When
I look at all of us who didn't grow up in big cities I find ourselves
still trapped in our small town - a place where most of happiness is
tied to our small close-knit community. Our needs, whether emotional
or physical are met within a few hundred people we have known for
most of our lives and even though non-conformance is not an option
here, we don't miss it because we have never felt the need to rebel.
Life moves at its own pace here and there is a general feeling in all
of us, often in defiance of reality, that we can take on anything
that threatens to destroy our happiness.
It
is probably difficult for a city-dweller to appreciate this life of
contentness but a small-towner longs to reunite with this idyllic
world that has no pretense, no hierarchy nor any pressure of any
sort.
When
a small-towner is thrown out of his habitat, he fails to enjoy the
city life. He is a misfit everywhere he goes. He acts nice where he
is meant to be practical and he is awkward where he needs tact. He
doesn't like the hierarchy because he hasn't seen it before. He has
neither felt any intense life-ambition nor known the ignominy of
being nobody. Unable to do much to change this hierarchical world
though, he ends up trying to assimilate himself at his new home. He
extols hierarchy, ambition and the drive to achieve success in life.
He finds the brutality of competition necessary even though he feels
himself to be a victim at all times.
There
are many among us small-towners who fight this inherent unhappiness.
We are in the city but our heart lies elsewhere. We love the big-city
but we often find the brutality of this world unbearable. The dualism
kills us and rejuvenates us at the same time. We have ambiguous
feelings but we have started loving the ambiguity itself. We are fond
of our yoga classes, our drugs, our alternative music and foreign
food. Yet we all have an unsaid commitment to money-making.
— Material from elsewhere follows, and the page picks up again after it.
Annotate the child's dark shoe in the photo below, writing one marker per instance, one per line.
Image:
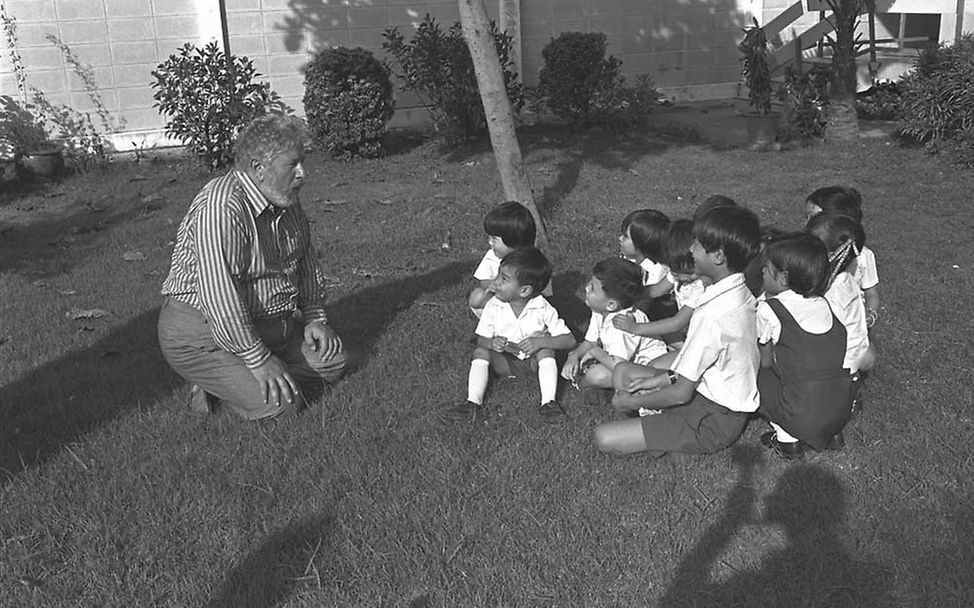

We are
scared of fakes and of being mislead because we know the disasters of
loving a pretentious woman or a Chinatown bracelet. The small towner
in us often finds his escape from small-town pointless but he sticks
to his guns , often rebelling but returning after a small vacation.
There is some sort of Stockholm syndrome at work with big cities as
our invincible oppressor.
There
are many of us trapped in the small-towns of our heads so even if we
live big in big places we would be in our small-town forever.